3. The Secret Life Of Bees, by Sue Monk Kidd (Penguin, $14). Childhood traumas, the civil rights movement, mysterious Black Madonnas, and a trio of beekeepers populate this overambitious Deep South melodrama.

4. The Piano Tuner, by Daniel Philippe Mason (Vintage, $14). The title character travels to Burma from Victorian London to fix a rare piano.

5. NEW Absolute Friends, by John Le Carré (Little Brown, $26.95). You know the Cold War is over when even Le Carré’s latest potboiler condemns the US-British alliance against Saddam.

6. Angels & Demons, by Dan Brown (Pocket Star, $7.99).
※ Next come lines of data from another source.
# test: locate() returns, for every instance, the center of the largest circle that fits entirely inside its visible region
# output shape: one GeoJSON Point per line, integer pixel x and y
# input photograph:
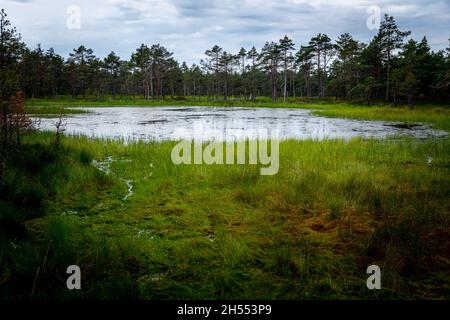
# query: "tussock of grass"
{"type": "Point", "coordinates": [225, 232]}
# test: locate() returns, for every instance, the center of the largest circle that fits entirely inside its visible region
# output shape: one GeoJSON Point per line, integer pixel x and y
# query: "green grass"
{"type": "Point", "coordinates": [226, 232]}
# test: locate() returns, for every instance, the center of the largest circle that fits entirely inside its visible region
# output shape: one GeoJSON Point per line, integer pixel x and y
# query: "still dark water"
{"type": "Point", "coordinates": [226, 124]}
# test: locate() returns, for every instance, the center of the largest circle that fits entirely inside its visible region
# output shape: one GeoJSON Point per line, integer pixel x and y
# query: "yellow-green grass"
{"type": "Point", "coordinates": [226, 232]}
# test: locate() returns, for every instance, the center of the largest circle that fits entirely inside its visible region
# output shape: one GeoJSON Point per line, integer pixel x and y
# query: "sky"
{"type": "Point", "coordinates": [189, 27]}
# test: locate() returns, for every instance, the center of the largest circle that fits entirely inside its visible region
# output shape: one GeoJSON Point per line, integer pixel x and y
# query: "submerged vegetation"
{"type": "Point", "coordinates": [141, 227]}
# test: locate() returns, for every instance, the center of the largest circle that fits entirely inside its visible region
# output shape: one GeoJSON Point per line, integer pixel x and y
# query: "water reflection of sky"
{"type": "Point", "coordinates": [207, 123]}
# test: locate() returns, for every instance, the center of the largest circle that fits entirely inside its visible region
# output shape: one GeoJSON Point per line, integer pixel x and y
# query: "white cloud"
{"type": "Point", "coordinates": [189, 27]}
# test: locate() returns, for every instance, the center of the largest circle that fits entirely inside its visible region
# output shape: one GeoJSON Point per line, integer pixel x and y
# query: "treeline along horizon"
{"type": "Point", "coordinates": [391, 68]}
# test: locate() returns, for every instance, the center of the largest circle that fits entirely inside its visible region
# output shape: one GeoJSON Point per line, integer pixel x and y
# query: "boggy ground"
{"type": "Point", "coordinates": [225, 232]}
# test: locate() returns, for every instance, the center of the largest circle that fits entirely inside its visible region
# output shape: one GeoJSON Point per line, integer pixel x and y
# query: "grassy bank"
{"type": "Point", "coordinates": [222, 232]}
{"type": "Point", "coordinates": [438, 116]}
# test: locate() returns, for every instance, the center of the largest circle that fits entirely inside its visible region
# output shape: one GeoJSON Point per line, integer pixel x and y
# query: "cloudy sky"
{"type": "Point", "coordinates": [189, 27]}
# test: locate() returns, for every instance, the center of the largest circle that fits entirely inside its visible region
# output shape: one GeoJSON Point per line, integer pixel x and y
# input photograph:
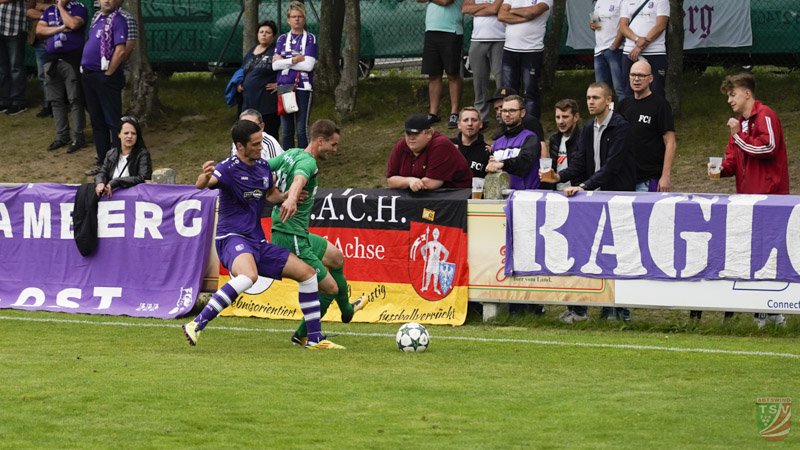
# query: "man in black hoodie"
{"type": "Point", "coordinates": [608, 162]}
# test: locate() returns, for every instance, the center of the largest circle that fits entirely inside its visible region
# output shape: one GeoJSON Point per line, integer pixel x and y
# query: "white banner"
{"type": "Point", "coordinates": [721, 295]}
{"type": "Point", "coordinates": [706, 23]}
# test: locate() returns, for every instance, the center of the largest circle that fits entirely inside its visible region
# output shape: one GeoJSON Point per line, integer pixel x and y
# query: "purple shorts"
{"type": "Point", "coordinates": [270, 259]}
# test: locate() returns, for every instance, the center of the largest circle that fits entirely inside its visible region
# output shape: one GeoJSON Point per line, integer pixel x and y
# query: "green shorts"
{"type": "Point", "coordinates": [310, 249]}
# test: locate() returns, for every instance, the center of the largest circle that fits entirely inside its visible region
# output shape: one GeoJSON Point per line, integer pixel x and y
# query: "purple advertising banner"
{"type": "Point", "coordinates": [654, 236]}
{"type": "Point", "coordinates": [153, 245]}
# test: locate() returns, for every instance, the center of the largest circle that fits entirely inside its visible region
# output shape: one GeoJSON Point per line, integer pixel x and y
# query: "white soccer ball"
{"type": "Point", "coordinates": [412, 337]}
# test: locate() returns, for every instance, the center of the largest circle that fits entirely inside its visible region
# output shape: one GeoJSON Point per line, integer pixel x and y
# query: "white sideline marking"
{"type": "Point", "coordinates": [451, 338]}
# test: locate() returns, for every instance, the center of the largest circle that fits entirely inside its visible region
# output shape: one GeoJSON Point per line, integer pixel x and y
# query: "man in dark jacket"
{"type": "Point", "coordinates": [607, 162]}
{"type": "Point", "coordinates": [517, 150]}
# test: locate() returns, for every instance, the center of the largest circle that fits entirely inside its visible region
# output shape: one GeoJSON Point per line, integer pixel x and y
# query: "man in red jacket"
{"type": "Point", "coordinates": [756, 153]}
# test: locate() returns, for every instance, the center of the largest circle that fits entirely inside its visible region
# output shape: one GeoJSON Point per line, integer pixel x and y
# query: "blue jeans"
{"type": "Point", "coordinates": [41, 49]}
{"type": "Point", "coordinates": [12, 70]}
{"type": "Point", "coordinates": [521, 71]}
{"type": "Point", "coordinates": [103, 97]}
{"type": "Point", "coordinates": [608, 69]}
{"type": "Point", "coordinates": [658, 64]}
{"type": "Point", "coordinates": [297, 121]}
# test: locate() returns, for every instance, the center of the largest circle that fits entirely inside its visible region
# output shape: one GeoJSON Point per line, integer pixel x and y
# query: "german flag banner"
{"type": "Point", "coordinates": [406, 252]}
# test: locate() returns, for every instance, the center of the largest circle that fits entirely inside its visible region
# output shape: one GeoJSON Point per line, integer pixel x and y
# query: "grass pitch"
{"type": "Point", "coordinates": [99, 381]}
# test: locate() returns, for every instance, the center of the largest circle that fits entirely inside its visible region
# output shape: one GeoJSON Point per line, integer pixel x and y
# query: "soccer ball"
{"type": "Point", "coordinates": [412, 337]}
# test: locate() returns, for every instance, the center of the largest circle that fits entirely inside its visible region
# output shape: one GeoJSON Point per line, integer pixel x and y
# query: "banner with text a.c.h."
{"type": "Point", "coordinates": [654, 236]}
{"type": "Point", "coordinates": [406, 252]}
{"type": "Point", "coordinates": [153, 244]}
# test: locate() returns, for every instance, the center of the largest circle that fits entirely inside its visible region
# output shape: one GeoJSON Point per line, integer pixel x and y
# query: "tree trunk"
{"type": "Point", "coordinates": [347, 88]}
{"type": "Point", "coordinates": [331, 23]}
{"type": "Point", "coordinates": [675, 56]}
{"type": "Point", "coordinates": [552, 46]}
{"type": "Point", "coordinates": [250, 25]}
{"type": "Point", "coordinates": [143, 100]}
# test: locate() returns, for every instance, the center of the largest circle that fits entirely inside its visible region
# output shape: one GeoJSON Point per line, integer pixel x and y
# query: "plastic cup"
{"type": "Point", "coordinates": [714, 167]}
{"type": "Point", "coordinates": [477, 188]}
{"type": "Point", "coordinates": [545, 164]}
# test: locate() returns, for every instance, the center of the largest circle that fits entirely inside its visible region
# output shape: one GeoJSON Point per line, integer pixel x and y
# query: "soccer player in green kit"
{"type": "Point", "coordinates": [296, 171]}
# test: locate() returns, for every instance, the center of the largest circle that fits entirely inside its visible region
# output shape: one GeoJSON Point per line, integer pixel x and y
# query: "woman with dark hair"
{"type": "Point", "coordinates": [259, 87]}
{"type": "Point", "coordinates": [295, 58]}
{"type": "Point", "coordinates": [127, 165]}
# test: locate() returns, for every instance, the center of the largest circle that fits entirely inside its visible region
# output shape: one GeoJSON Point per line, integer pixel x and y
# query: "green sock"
{"type": "Point", "coordinates": [343, 298]}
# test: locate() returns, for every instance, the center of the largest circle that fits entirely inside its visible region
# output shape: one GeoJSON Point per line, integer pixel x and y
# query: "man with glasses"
{"type": "Point", "coordinates": [426, 160]}
{"type": "Point", "coordinates": [517, 150]}
{"type": "Point", "coordinates": [652, 131]}
{"type": "Point", "coordinates": [644, 24]}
The Illuminati, the Vatican, doomsday weapons, and outlandish conspiracies aplenty.

7. Life of Pi, by Yann Martel (Harvest, $14). The author of this lively yarn about a boy and a beast surviving a shipwreck admits he “borrowed” the plot from a 1981 Brazilian novel.

8. Don Quixote, by Miguel de Cervantes, translated by Edith Grossman (Ecco, $29.95). This fresh, engaging new translation is shooting up the national charts.

9. NEW The Five People You Meet in Heaven, by Mitch Albom (Hyperion, $19.95). Tearjerking, saccharine parable of a maintenance man’s seemingly unremarkable life —- and miraculously redemptive afterlife.

10. NEW The Lady and the Unicorn, by Tracy Chevalier (Dutton, $23.95). In this Gallified reprise of Girl with a Pearl Earring, a randy artist woos a beautiful 15th-century Parisian mademoiselle.